We were just about to get down to business and shes like oh the olympics! and jumped up and turned on the tv. cockblocked by freestyle skiing. seriously?
Who won mens moguls?
That canadian guy... bilodeau... but you're missing the point, dude.
The nurse who handed me my discharge papers underlined and highlighted do not consume alcohol while on my painkiller its like she knows me.
Let me stew on this while im plucking my nipple hairs and showering.
Seriously, you can't give someone's wife an orgasm on the dance floor of a gay nightclub and then hang out with her husband the following week
When you text me tomorrow to remind me to mail your parking pass, also remind me to make sure i did NOT pack my vibrator for this family vacation
I swear that when we jog in the morning I can hear it slap between his thighs
My brother slept till 4, bought a sword, got drunk and sharpened said sword. I went to corporate compliance training. Life is not fair.
I'm so drunk. Liken realign drink
Like really drunk?
Or did you enjoy repositioning your drink?
Dude I'm so clean right now.
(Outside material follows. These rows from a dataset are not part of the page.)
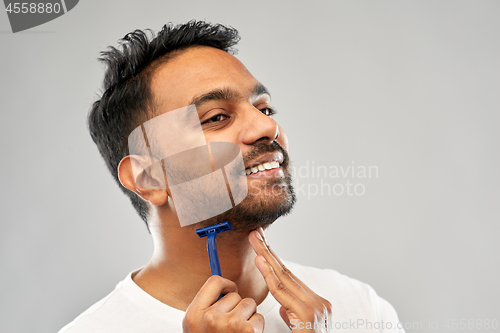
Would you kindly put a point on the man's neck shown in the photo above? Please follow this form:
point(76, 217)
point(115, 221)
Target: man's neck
point(179, 266)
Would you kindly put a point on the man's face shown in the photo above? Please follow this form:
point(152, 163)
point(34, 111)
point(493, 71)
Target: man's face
point(232, 107)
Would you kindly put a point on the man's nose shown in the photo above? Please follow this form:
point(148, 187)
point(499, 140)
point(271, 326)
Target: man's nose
point(258, 127)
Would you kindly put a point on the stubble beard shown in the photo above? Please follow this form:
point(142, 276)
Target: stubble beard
point(267, 199)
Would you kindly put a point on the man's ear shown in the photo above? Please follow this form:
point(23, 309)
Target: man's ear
point(148, 181)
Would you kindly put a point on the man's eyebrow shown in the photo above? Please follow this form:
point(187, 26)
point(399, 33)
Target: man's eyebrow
point(259, 89)
point(226, 94)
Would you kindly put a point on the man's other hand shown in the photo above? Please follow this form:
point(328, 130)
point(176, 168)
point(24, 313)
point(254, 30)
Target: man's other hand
point(301, 309)
point(229, 314)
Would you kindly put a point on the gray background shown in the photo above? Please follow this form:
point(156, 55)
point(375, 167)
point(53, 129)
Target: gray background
point(411, 87)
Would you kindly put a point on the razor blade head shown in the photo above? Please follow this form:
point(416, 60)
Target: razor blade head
point(214, 229)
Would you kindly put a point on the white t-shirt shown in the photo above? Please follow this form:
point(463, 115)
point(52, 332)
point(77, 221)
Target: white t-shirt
point(129, 309)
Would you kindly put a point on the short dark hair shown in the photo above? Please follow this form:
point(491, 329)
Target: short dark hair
point(127, 99)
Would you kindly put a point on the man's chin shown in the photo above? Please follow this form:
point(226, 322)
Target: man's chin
point(258, 209)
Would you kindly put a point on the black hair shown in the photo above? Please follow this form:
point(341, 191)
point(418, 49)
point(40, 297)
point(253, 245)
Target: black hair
point(127, 99)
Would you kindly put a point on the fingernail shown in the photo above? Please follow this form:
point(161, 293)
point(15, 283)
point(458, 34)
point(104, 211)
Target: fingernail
point(262, 235)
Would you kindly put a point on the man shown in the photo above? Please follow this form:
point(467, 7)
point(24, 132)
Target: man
point(191, 64)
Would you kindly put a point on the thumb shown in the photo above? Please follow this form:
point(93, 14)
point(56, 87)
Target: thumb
point(284, 316)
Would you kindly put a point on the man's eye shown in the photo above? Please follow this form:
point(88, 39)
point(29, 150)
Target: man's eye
point(268, 111)
point(217, 118)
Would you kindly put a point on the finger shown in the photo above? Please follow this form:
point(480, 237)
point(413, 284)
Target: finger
point(209, 293)
point(227, 303)
point(279, 268)
point(279, 291)
point(257, 321)
point(245, 308)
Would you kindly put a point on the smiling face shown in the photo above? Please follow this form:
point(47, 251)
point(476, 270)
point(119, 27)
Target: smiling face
point(232, 107)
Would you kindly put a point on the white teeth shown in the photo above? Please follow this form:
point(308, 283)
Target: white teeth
point(262, 167)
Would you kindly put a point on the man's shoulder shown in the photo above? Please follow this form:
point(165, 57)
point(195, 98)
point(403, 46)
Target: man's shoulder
point(91, 319)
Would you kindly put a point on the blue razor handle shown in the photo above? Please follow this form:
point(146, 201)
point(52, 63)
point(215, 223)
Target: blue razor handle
point(211, 233)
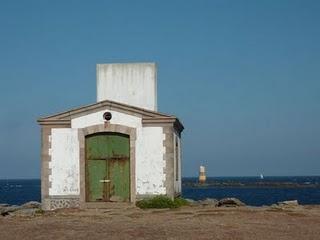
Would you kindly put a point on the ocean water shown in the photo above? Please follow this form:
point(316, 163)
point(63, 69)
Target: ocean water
point(251, 190)
point(255, 191)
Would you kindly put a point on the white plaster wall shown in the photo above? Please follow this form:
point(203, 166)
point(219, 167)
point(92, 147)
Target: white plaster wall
point(64, 163)
point(149, 149)
point(177, 153)
point(130, 83)
point(149, 154)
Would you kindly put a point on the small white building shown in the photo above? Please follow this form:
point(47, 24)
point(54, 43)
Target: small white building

Like I feel insulted that I can pass a piss test.
I just overheard an "I'm going to get your dick so hard" conversation at Costco.
When you make me feel sane and well-adjusted, it is time to reevaluate your night out habits. Just sayin'.
You pretended to be Borat in that weird slingshot bathing suit and then proceeded to send another dick pic/nude selfie and said you weren't naked because you were wearing a hat.
I'm on the Coaster ride of shame, currently sitting across two nice old ladies smelling like condoms.
I want to create a human. Discussion later.
I’m gonna stop you right there. The last time you had a “brilliant” idea, I woke up to my kitchen covered in flour and a javelin through my tv.